I do remembera recalcitrant Bedford CF diesel on an ice climbing trip to the Cairngorms. It was particularely cold even by Scottish standards and the oil in the gearbox froze. We managed to start the engine with copious quantities of easy start, but the gearbox wasn't going to allow any of the cogs to move at all. Eventually we finished up with a small camping GAZ stove nuder the gearbox - and another, larger, camping GAZ stove under the first stove to warm the gas in the first one sufficiently to burn well enough to heat the gearbox up.

Hmmm... the risks we take when we are young!

Chris
 
I have a new Bray make heater in the garagehttp://www.historyworld.co.uk/adv ... +Parts+etc ,
it said Range Rover on the box.
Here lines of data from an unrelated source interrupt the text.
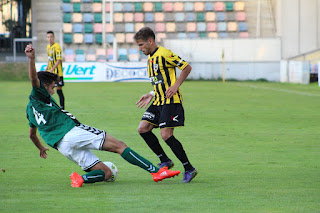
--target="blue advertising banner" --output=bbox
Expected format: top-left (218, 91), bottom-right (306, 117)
top-left (36, 62), bottom-right (150, 82)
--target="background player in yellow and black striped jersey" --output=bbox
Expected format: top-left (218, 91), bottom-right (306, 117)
top-left (47, 31), bottom-right (64, 109)
top-left (134, 27), bottom-right (197, 183)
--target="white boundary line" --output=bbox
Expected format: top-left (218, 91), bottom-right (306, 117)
top-left (235, 83), bottom-right (320, 97)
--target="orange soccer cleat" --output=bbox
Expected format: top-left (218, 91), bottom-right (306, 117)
top-left (151, 167), bottom-right (180, 182)
top-left (70, 172), bottom-right (83, 187)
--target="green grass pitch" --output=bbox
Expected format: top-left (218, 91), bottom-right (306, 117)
top-left (0, 81), bottom-right (320, 213)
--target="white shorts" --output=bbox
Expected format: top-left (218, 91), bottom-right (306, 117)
top-left (57, 124), bottom-right (106, 171)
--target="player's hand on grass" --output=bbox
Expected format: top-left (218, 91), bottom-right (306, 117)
top-left (40, 147), bottom-right (49, 159)
top-left (24, 44), bottom-right (35, 59)
top-left (136, 93), bottom-right (153, 109)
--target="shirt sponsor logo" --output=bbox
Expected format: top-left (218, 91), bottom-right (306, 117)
top-left (142, 112), bottom-right (155, 120)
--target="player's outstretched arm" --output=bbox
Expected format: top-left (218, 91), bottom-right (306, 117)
top-left (24, 44), bottom-right (40, 87)
top-left (29, 127), bottom-right (49, 159)
top-left (166, 64), bottom-right (192, 98)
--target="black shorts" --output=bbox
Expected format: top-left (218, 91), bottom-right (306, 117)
top-left (56, 76), bottom-right (64, 87)
top-left (141, 104), bottom-right (184, 128)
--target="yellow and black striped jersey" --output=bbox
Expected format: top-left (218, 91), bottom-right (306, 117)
top-left (148, 46), bottom-right (188, 106)
top-left (47, 42), bottom-right (63, 76)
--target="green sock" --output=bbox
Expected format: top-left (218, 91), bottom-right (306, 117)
top-left (82, 170), bottom-right (105, 183)
top-left (121, 147), bottom-right (159, 173)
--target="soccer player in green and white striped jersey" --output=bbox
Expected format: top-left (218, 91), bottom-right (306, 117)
top-left (25, 44), bottom-right (180, 187)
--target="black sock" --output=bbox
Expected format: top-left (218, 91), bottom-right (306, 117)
top-left (57, 90), bottom-right (64, 109)
top-left (140, 131), bottom-right (169, 162)
top-left (166, 135), bottom-right (193, 171)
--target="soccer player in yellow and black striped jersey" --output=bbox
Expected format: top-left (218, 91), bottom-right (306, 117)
top-left (134, 27), bottom-right (197, 183)
top-left (47, 31), bottom-right (64, 109)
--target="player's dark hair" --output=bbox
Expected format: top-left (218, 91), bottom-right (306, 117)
top-left (37, 71), bottom-right (58, 85)
top-left (47, 30), bottom-right (54, 35)
top-left (133, 27), bottom-right (156, 41)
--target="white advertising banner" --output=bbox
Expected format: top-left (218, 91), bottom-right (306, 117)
top-left (36, 62), bottom-right (150, 82)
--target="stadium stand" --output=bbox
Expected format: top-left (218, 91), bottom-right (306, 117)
top-left (62, 0), bottom-right (249, 62)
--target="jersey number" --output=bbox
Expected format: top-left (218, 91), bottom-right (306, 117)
top-left (32, 107), bottom-right (47, 125)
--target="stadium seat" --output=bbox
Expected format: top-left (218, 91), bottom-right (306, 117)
top-left (92, 3), bottom-right (102, 13)
top-left (166, 22), bottom-right (176, 33)
top-left (144, 13), bottom-right (154, 22)
top-left (187, 22), bottom-right (197, 32)
top-left (154, 12), bottom-right (164, 22)
top-left (73, 3), bottom-right (81, 13)
top-left (93, 23), bottom-right (102, 33)
top-left (154, 2), bottom-right (163, 12)
top-left (63, 13), bottom-right (72, 23)
top-left (118, 48), bottom-right (129, 61)
top-left (236, 12), bottom-right (246, 21)
top-left (177, 33), bottom-right (187, 39)
top-left (107, 48), bottom-right (114, 61)
top-left (106, 33), bottom-right (114, 43)
top-left (204, 2), bottom-right (214, 12)
top-left (197, 22), bottom-right (206, 32)
top-left (227, 13), bottom-right (236, 21)
top-left (234, 1), bottom-right (245, 11)
top-left (84, 33), bottom-right (93, 44)
top-left (205, 12), bottom-right (216, 22)
top-left (125, 23), bottom-right (134, 33)
top-left (188, 33), bottom-right (198, 39)
top-left (72, 24), bottom-right (83, 33)
top-left (113, 13), bottom-right (123, 22)
top-left (82, 3), bottom-right (92, 13)
top-left (196, 12), bottom-right (204, 22)
top-left (175, 13), bottom-right (184, 22)
top-left (207, 22), bottom-right (217, 32)
top-left (214, 2), bottom-right (225, 11)
top-left (83, 13), bottom-right (92, 23)
top-left (93, 13), bottom-right (102, 23)
top-left (176, 23), bottom-right (186, 33)
top-left (134, 13), bottom-right (143, 22)
top-left (62, 3), bottom-right (71, 13)
top-left (63, 23), bottom-right (72, 33)
top-left (217, 12), bottom-right (226, 21)
top-left (105, 23), bottom-right (114, 33)
top-left (126, 33), bottom-right (134, 43)
top-left (113, 24), bottom-right (124, 33)
top-left (228, 22), bottom-right (238, 32)
top-left (186, 13), bottom-right (195, 22)
top-left (173, 2), bottom-right (184, 12)
top-left (184, 2), bottom-right (193, 12)
top-left (164, 13), bottom-right (175, 22)
top-left (63, 33), bottom-right (72, 44)
top-left (123, 3), bottom-right (133, 12)
top-left (218, 32), bottom-right (228, 38)
top-left (115, 33), bottom-right (125, 43)
top-left (207, 32), bottom-right (218, 38)
top-left (124, 13), bottom-right (133, 22)
top-left (72, 13), bottom-right (82, 23)
top-left (105, 2), bottom-right (110, 13)
top-left (156, 23), bottom-right (165, 32)
top-left (134, 2), bottom-right (143, 12)
top-left (163, 2), bottom-right (173, 12)
top-left (194, 2), bottom-right (204, 12)
top-left (73, 33), bottom-right (83, 44)
top-left (226, 1), bottom-right (233, 11)
top-left (134, 23), bottom-right (145, 32)
top-left (94, 33), bottom-right (102, 44)
top-left (113, 3), bottom-right (122, 12)
top-left (217, 22), bottom-right (227, 31)
top-left (238, 22), bottom-right (248, 32)
top-left (143, 2), bottom-right (153, 12)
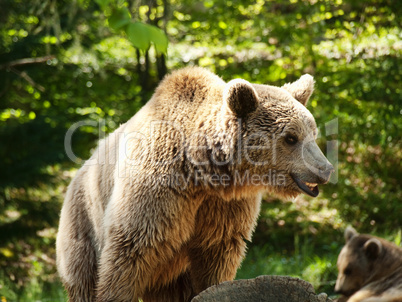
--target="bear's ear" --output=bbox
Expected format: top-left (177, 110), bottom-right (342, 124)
top-left (364, 238), bottom-right (382, 259)
top-left (223, 79), bottom-right (258, 118)
top-left (282, 74), bottom-right (314, 106)
top-left (344, 226), bottom-right (359, 242)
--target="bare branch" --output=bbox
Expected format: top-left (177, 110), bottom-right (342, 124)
top-left (0, 55), bottom-right (55, 69)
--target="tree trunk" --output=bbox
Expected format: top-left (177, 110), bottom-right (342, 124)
top-left (191, 276), bottom-right (332, 302)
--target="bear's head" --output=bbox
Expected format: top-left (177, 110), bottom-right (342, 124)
top-left (335, 227), bottom-right (384, 296)
top-left (224, 74), bottom-right (334, 197)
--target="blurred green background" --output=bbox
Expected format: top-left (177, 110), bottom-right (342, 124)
top-left (0, 0), bottom-right (402, 302)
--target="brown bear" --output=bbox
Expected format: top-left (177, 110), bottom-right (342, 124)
top-left (56, 67), bottom-right (333, 302)
top-left (335, 227), bottom-right (402, 302)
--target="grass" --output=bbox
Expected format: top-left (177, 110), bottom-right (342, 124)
top-left (236, 240), bottom-right (338, 296)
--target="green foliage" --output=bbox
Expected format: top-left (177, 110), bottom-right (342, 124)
top-left (0, 0), bottom-right (402, 301)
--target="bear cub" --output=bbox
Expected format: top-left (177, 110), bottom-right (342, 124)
top-left (335, 227), bottom-right (402, 302)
It is the type that was fitted by cutting the radiator hose and fitting in the gap. It then had a remote wire with a socket to fit anywhere, for plugging into the mains at night. They were quite common in the 40/50's. I have had a couple of Standards with them fitted when found, but I threw them away, as when left for years in a radiator they had rusted up.
 
I think if it ever gets cold enough to need these sort of things , it's Nature's way of telling you to stay in bed
But I am a Southern softie
 
Does anyone know what thread that the side plate heater socket is? I found a few screw in heaters on a tractor parts site, which are all pipe thread, they seem to come in 1 5/8 inch pipe thread, and 3/4 inch pipe thread. They only seem to come in 110 volts, so only good for the US.

James.
 
Some while ago I bought a Webasto engine heater at a car boot sale. It was new in a box and cost me a quid.Nobody even seemed to know what it was.
I fitted it to my old fairway taxi and on a cold day it gets the engine up to running temprature within ten minutes or so.Since fitting it I replaces the original worn out starter with another one rewired for extra 'go' and the block heater is probably now pretty much redundant.
 
I have seen block heaters listed in both UK and US, but US prices are a fraction of UK price, but for 120V units. There is a US company (Phillips and Temro) who make a heater, part 3100039 for 1.5" core plug fitting, obvioulsy 120V also. Attempts to email them get rejected with error 550, blocked? They list an agent in OZ, but they also do not repond to emails. Will try the phone soon.